Alone Dont grow up
© capelight pictures

(„Don’t Grow Up“ directed by Thierry Poiraud, 2016)

„Alone“ ist seit 24. März 2017 auf DVD und Blu-ray erhältlich

Für einen Moment können Bastian (Fergus Riordan), Pearl (Madeleine Kelly), Liam (McKell David), May (Natifa Mai), Shawn (Darren Evans) und Thomas (Diego Méndez) ihr Glück kaum fassen. Alle Erwachsenen sind fort! Keiner ist mehr im Jugendzentrum, der ihnen sagt, was sie zu tun und zu lassen haben! Doch so richtig lange währt ihr Glück nicht. Als sie doch noch einen Betreuer finden, ist der nicht mehr derselbe. Fiebrig, wie von Sinnen. Und hoch gefährlich. Auch alle anderen Erwachsenen scheinen von dieser Krankheit befallen zu sein, die sie in willenlose Bestien verwandelt. Aber weshalb? Was sollen sie nun tun, alleine auf der verlassenen Insel? Und auch: Was, wenn sie selbst daran erkranken, sobald sie volljährig werden?

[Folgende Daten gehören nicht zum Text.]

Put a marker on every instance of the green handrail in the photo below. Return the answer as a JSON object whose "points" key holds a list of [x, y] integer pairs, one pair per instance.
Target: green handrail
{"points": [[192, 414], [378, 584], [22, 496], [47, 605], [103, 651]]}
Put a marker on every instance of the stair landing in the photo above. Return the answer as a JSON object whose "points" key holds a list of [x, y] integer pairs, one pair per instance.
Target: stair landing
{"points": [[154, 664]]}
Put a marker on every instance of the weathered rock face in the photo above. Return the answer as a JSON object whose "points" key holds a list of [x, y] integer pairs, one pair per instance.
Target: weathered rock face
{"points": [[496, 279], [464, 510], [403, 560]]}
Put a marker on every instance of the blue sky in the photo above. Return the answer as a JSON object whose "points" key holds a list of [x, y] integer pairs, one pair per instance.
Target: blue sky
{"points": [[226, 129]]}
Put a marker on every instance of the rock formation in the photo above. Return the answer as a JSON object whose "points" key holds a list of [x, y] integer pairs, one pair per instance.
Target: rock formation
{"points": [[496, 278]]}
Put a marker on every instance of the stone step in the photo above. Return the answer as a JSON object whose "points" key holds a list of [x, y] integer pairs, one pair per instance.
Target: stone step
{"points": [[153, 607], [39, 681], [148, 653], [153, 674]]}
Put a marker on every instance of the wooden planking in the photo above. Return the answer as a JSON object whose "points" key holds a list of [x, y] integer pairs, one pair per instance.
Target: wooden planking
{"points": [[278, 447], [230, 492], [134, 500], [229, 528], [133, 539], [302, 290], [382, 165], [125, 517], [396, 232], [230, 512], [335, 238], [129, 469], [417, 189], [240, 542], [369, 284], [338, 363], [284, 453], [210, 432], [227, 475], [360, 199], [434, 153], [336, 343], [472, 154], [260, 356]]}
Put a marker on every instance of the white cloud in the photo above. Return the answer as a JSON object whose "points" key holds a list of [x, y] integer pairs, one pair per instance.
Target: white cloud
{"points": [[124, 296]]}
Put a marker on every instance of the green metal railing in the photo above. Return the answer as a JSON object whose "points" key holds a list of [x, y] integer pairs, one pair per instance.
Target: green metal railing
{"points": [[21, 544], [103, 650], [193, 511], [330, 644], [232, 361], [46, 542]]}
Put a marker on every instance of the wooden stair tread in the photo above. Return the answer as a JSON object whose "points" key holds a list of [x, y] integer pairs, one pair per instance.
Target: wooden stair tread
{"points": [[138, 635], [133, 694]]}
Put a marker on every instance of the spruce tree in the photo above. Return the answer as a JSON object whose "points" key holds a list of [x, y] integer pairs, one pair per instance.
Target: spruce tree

Eigentlich ist das nur mehr als gerecht. Immer wieder werden Kinder in Horrorfilmen zu der Quelle allen Übels gemacht, von Klassikern wie Der Exorzist und Das Omen bis zu aktuellen Genrevertretern wie Conjuring 2 oder das Remake Poltergeist. Hier nicht. Hier sind es alle Erwachsenen, die sich in blutrünstige, menschenfressende Bestien verwandeln. Warum? Das erfahren wir nicht, Alone begnügt sich damit die Situation zu kreieren, ohne sie je zu erklären. Oder auch auflösen zu wollen. Denn um die mysteriöse Epidemie geht es hier gar nicht. Zumindest nicht so wirklich.

Aus Spaß wurde Ernst
Stattdessen zeigen Regisseur Thierry Poiraud und Drehbuchautorin Marie Garel-Weiss erneut, dass Horror für sie nur eine Art Begleiterscheinung ist. Gemeinsam haben die beiden Franzosen zuvor an der Fußball-Zombie-Komödie Goal of the Dead – 11 Zombies müsst ihr sein gearbeitet, wo herzhafte Lacher herzhafte Bisse ersetzten. Humor gibt es bei Alone nicht, dafür aber eine Menge Drama. Der besteht natürlich auch in den unschönen Erlebnissen, welche die Jugendlichen hier haben. In den diversen Traumata. Vor allem aber den Traumata, die sie erlitten haben, als die Erwachsenen noch als reguläre Menschen über die Erde wanderten. Noch nicht versuchten, alles zu ermorden, was jünger ist als sie.

Ähnlich zu The Monster, das ebenfalls auf dem Fantasy Filmfest bzw. dem Ableger White Nights seine Deutschlandpremiere feierte, ist die Begegnung mit dem Grauen eine reale und eine bildliche zugleich. Coming of Age darf man dazu sagen, wie die jungen Protagonisten nicht nur um ihr Leben kämpfen, sondern auch um ihre Position darin. Ihren Stellenwert. Ihre Träume. Angst davor haben, was die Zukunft bringt. Was aus ihnen wird. Die Idee hat was. So richtig bewegend ist das Ergebnis jedoch nicht. Dafür sind die Figuren viel zu sehr gängigen Stereotypen nachempfunden, beweisen zu wenig Persönlichkeit. Was einerseits zur Geschichte passt, sind sie doch Opfer ihrer Umstände – in mehrfacher Hinsicht. Andererseits aber wenig dazu einlädt, sich näher mit ihnen zu befassen.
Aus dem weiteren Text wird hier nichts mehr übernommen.